Référence : 2005 CAF 48

CORAM :       LE JUGE ROTHSTEIN

LE JUGE EVANS

LE JUGE MALONE

ENTRE :

                                                           MERCK & CO., INC.

                                                                                                                                            appelante

                                                                             et

                                                BRANTFORD CHEMICALS INC.

                                                                                                                                                intimée

                                                                             et

                                            LE COMMISSAIRE AUX BREVETS et

                                        LE PROCUREUR GÉNÉRAL DU CANADA

                                                                                                                                                intimés

                                     Audience tenue à Toronto (Ontario), le 2 février 2005.

                           Jugement rendu à l'audience à Toronto (Ontario), le 2 février 2005.

MOTIFS DU JUGEMENT DE LA COUR :                                                   LE JUGE ROTHSTEIN


Date : 20050202

Dossier : A-204-04

Référence : 2005 CAF 48

CORAM :       LE JUGE ROTHSTEIN

LE JUGE EVANS

LE JUGE MALONE

ENTRE :

                                                           MERCK & CO., INC.

                                                                                                                                            appelante

                                                                             et

                                                BRANTFORD CHEMICALS INC.

                                                                                                                                                intimée

                                                                             et

                                            LE COMMISSAIRE AUX BREVETS et

                                        LE PROCUREUR GÉNÉRAL DU CANADA

                                                                                                                                                intimés

                                           MOTIFS DU JUGEMENT DE LA COUR

                          (Prononcés à l'audience à Toronto (Ontario), le 2 février 2005)

LE JUGE ROTHSTEIN

LES FAITS


[1]                Le 15 septembre 1998, Brantford Chemicals Inc. a sollicité du Commissaire aux brevets, en application des alinéas 65(2)c) et d) de la Loi sur les brevets, L.R., ch.

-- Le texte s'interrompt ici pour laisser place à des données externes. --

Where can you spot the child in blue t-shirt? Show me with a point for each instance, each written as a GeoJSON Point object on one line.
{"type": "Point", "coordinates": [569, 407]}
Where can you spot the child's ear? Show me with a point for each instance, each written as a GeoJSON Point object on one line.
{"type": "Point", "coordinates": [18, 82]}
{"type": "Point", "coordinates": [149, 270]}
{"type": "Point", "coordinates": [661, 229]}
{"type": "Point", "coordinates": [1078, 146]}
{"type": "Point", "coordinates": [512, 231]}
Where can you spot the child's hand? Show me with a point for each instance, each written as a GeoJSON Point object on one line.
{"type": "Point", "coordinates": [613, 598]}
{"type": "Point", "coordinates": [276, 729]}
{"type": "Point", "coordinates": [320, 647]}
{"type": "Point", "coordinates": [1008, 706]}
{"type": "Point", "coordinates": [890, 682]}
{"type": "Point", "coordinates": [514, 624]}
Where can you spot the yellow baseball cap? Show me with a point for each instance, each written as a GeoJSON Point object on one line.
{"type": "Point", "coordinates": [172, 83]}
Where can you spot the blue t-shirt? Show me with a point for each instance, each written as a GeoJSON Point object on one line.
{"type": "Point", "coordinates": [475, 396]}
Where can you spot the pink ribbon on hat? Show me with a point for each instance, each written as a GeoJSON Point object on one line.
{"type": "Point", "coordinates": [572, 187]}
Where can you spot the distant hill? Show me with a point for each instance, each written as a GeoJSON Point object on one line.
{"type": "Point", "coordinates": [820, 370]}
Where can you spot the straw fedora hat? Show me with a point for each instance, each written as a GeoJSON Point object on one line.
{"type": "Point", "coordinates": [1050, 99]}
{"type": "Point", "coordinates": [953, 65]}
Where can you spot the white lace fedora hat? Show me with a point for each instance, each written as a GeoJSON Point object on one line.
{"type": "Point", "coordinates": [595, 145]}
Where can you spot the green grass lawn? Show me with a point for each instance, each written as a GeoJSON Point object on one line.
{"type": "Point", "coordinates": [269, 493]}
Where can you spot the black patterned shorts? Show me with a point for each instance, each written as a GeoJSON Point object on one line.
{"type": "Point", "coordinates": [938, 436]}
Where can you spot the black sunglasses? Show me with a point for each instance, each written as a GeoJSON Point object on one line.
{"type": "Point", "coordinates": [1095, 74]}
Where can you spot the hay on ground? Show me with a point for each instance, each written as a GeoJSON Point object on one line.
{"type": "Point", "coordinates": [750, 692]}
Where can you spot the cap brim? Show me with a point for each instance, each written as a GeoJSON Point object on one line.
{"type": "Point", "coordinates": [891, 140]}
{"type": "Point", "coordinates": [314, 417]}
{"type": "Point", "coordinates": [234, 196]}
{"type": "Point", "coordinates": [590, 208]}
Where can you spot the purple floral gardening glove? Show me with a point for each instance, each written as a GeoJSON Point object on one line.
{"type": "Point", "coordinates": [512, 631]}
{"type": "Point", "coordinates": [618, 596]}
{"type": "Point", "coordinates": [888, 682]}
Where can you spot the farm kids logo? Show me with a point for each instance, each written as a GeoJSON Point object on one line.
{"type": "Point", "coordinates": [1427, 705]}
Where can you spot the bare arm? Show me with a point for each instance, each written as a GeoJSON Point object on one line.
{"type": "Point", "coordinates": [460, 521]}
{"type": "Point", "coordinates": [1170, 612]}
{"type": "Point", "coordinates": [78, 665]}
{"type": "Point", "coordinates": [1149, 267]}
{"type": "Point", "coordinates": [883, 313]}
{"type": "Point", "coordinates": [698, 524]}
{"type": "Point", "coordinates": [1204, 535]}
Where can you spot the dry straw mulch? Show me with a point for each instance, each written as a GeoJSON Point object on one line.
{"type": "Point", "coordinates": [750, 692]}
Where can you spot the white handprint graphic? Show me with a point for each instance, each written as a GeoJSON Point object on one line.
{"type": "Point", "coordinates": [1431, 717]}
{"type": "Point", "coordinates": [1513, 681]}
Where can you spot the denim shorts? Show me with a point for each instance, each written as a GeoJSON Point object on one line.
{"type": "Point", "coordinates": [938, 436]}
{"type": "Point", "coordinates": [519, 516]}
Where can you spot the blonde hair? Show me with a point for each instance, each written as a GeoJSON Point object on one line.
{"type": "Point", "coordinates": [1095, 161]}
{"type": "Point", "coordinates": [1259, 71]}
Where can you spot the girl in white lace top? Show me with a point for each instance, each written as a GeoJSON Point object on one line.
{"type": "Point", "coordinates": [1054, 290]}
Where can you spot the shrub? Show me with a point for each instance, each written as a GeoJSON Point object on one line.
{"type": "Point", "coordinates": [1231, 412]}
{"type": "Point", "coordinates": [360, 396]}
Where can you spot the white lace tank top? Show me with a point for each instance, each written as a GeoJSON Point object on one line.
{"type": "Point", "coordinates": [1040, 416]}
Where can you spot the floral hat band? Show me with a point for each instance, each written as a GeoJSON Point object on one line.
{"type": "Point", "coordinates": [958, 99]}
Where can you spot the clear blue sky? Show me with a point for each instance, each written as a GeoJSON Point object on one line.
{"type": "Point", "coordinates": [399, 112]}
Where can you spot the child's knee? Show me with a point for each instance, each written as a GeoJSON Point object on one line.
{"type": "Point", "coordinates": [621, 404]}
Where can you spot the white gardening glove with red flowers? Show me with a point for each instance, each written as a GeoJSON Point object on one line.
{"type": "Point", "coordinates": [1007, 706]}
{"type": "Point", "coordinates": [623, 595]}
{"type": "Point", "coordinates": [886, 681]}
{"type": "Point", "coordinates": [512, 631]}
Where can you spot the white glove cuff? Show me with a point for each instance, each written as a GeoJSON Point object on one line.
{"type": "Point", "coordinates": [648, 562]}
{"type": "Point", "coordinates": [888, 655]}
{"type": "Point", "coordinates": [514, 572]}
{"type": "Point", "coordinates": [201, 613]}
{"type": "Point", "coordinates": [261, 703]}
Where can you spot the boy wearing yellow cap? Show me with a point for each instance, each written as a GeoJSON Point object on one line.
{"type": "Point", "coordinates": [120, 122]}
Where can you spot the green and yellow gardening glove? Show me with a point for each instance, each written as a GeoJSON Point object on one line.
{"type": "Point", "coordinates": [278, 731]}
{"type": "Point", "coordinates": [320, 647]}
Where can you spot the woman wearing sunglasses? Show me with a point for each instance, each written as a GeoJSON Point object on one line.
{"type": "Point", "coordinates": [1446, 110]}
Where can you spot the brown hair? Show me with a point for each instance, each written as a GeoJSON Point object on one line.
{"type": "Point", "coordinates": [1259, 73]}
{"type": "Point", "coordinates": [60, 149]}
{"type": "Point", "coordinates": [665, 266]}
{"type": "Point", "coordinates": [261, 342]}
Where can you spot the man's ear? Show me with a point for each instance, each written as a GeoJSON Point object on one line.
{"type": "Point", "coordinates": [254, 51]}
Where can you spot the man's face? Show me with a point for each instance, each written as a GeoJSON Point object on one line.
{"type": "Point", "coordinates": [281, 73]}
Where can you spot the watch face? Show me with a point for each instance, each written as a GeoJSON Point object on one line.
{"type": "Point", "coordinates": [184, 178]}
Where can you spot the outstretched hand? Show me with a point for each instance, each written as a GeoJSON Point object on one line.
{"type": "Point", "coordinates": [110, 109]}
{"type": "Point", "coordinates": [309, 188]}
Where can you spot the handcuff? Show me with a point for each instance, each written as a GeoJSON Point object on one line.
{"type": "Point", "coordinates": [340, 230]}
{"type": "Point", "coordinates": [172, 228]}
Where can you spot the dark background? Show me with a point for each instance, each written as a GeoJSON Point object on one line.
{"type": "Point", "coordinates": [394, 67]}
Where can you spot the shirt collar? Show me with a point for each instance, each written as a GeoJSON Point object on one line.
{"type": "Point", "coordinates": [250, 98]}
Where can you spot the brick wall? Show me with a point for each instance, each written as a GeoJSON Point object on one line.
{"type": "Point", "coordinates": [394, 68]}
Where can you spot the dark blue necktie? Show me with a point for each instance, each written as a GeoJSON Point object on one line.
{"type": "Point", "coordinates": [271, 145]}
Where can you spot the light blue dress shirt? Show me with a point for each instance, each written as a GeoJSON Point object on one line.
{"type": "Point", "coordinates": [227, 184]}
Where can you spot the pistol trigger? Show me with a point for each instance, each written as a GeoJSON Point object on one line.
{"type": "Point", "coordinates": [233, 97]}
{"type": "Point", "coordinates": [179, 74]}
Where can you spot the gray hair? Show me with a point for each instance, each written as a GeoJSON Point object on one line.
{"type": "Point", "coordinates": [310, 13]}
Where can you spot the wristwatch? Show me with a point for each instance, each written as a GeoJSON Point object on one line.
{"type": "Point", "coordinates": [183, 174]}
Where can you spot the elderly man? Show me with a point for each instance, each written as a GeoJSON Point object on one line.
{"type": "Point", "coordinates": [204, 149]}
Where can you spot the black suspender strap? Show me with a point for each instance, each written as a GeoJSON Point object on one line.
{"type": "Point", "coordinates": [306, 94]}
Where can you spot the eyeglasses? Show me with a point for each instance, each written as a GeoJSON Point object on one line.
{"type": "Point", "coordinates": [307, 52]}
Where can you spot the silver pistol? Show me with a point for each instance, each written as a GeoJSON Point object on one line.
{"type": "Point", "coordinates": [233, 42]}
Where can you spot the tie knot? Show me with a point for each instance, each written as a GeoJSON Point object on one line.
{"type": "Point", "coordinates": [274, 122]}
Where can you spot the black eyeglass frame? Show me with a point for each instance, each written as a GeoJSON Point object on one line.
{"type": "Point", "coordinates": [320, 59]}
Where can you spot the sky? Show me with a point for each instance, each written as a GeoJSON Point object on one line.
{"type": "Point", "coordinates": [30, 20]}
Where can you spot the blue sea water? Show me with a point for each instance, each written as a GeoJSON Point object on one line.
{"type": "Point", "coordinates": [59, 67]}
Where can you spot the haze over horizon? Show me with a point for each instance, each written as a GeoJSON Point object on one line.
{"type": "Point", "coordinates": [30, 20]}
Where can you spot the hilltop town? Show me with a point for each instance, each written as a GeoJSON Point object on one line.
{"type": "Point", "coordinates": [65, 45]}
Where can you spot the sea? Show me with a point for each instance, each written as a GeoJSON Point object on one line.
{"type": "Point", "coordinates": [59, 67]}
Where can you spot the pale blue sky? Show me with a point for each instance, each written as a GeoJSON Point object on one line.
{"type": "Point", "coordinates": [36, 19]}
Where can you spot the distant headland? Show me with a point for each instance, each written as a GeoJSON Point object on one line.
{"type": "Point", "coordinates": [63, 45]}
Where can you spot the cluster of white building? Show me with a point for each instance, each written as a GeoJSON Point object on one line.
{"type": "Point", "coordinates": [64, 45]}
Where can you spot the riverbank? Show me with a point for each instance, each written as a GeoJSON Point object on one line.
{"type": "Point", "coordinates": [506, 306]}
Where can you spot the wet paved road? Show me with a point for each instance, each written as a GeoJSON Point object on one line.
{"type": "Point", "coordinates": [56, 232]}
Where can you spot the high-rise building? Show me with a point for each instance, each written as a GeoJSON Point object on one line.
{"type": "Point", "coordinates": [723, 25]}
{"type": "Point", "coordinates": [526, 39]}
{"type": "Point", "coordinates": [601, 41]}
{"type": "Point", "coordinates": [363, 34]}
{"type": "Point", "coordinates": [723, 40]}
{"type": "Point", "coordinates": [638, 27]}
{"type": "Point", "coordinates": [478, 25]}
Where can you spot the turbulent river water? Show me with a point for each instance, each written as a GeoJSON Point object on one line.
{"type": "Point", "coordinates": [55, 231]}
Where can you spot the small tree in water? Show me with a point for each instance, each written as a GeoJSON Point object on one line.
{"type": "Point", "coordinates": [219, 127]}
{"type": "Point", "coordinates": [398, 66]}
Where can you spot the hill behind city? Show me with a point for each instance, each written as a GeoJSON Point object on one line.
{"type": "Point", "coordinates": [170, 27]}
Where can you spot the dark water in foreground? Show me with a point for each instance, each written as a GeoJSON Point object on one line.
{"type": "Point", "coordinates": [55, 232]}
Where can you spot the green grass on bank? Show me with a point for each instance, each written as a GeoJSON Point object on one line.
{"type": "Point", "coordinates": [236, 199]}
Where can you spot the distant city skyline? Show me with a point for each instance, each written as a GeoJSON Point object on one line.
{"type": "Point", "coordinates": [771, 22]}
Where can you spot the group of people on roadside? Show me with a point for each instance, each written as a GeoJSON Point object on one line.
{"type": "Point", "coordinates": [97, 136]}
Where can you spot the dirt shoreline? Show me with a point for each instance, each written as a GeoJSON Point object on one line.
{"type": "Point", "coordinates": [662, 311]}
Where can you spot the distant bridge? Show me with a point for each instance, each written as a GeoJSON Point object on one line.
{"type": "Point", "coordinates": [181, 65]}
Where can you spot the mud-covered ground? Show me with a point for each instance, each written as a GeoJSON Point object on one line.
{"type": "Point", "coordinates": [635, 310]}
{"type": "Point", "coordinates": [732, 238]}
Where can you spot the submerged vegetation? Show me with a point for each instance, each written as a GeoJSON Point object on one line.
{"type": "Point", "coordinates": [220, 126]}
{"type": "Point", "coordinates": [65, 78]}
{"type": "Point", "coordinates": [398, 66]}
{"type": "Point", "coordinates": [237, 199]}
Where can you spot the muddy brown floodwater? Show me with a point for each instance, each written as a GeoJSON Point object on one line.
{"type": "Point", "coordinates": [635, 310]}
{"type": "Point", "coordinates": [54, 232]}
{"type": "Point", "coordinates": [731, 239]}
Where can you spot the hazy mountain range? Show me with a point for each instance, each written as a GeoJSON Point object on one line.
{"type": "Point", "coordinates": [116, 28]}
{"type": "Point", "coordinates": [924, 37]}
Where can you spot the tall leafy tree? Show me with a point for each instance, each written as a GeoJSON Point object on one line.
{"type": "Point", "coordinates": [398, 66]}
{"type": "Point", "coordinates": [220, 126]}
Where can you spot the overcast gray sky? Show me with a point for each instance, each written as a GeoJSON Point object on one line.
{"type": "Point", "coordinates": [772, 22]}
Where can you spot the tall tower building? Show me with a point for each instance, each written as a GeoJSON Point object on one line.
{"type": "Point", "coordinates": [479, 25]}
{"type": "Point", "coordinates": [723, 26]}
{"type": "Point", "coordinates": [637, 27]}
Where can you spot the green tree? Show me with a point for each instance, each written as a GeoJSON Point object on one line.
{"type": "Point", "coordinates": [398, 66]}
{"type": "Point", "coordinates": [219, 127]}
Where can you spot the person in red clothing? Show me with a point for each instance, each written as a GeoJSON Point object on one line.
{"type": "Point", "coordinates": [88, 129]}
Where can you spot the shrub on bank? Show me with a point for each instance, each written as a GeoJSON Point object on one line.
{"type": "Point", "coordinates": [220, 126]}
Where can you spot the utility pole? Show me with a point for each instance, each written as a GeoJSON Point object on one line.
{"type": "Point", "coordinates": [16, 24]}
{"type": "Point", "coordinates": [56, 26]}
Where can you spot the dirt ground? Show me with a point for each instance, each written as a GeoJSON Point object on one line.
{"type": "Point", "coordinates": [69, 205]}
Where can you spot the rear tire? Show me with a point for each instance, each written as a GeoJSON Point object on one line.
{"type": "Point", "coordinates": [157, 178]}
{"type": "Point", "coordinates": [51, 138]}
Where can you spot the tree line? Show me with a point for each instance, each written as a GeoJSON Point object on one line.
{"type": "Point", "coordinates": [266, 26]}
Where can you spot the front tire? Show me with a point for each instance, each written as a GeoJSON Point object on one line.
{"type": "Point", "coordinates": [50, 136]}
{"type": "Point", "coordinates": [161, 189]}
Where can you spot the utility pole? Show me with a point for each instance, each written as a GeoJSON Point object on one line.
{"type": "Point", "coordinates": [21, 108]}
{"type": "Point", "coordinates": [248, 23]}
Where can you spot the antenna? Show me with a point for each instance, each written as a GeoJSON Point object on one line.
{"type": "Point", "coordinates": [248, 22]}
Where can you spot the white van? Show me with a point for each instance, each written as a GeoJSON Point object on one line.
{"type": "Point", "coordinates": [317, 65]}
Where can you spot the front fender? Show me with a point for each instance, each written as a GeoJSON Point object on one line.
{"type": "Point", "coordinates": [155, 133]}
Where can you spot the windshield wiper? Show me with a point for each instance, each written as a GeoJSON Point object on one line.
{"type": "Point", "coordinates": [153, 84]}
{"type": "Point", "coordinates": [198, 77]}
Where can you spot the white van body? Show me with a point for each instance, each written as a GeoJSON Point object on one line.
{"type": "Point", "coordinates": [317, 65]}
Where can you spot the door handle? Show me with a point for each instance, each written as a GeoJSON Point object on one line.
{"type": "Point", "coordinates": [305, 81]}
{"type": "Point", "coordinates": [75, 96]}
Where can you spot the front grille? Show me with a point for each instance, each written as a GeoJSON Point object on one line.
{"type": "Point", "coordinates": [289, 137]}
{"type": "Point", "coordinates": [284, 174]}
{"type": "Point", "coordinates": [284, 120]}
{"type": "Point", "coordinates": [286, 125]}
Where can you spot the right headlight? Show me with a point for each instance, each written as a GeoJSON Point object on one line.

P-4, article 1, la délivrance d'une licence obligatoire du brevet canadien 1,275,349 appartenant à Merck & Co., Inc. en vue de la fabrication et de la vente d'énalapril sodique-iodure de sodium et d'énalapril sodique dérivé de l'énalapril sodique-iodure de sodium. À l'appui de sa demande, elle a invoqué l'abus par Merck des droits exclusifs que lui confère son brevet.

[2]                Le 29 janvier 1999, le Commissaire a rejeté la demande présentée par Brantford. Le 11 février 1999, Brantford a sollicité le réexamen de la décision du 29 janvier 1999. Le 23 février 1999, le Commissaire a rejeté la demande de réexamen.

[3]                Le 28 avril 1999, Brantford a déposé à nouveau une demande. Cette fois-ci, le Commissaire a estimé que Brantford avait établi la preuve pour obtenir réparation et enjoint à celle-ci de signifier à Merck cette nouvelle demande.

[4]                Le 21 mai 2002, Merck a saisi le Commissaire d'une requête en vue de faire déclarer que Brantford ne pouvait déposer une telle demande pour cause de préclusion résultant de l'identité des questions en litige (estoppel per rem judicatam) (voir Angle c. Ministre du Revenu national, [1975] 2 R.C.S. 245, aux pages 253 et 254) et pour cause de dessaisissement (functus officio).

[5]                Le 18 octobre 2002, le Commissaire a rejeté la requête de Merck. Merck a interjeté appel devant la Cour fédérale. Le 2 avril 2004, le juge von Finckenstein a rejeté l'appel de Merck. Le présent appel vise la décision du juge von Finckenstein.


ANALYSE

[6]                Nous considérons qu'il y a lieu de rejeter l'appel, Merck n'ayant pas démontré que les principes de l'autorité de la chose jugée (res judicata) et du dessaisissement sont applicables en l'espèce.

La norme de contrôle

[7]                Pour se prononcer sur la décision du commissaire, le juge von Finckenstein a appliqué la norme de la décision raisonnable simpliciter. Il n'y a pas lieu pour nous de commenter cette décision car même en retenant la norme de contrôle judiciaire la plus sévère, l'appel interjeté par Merck ne saurait être accueilli.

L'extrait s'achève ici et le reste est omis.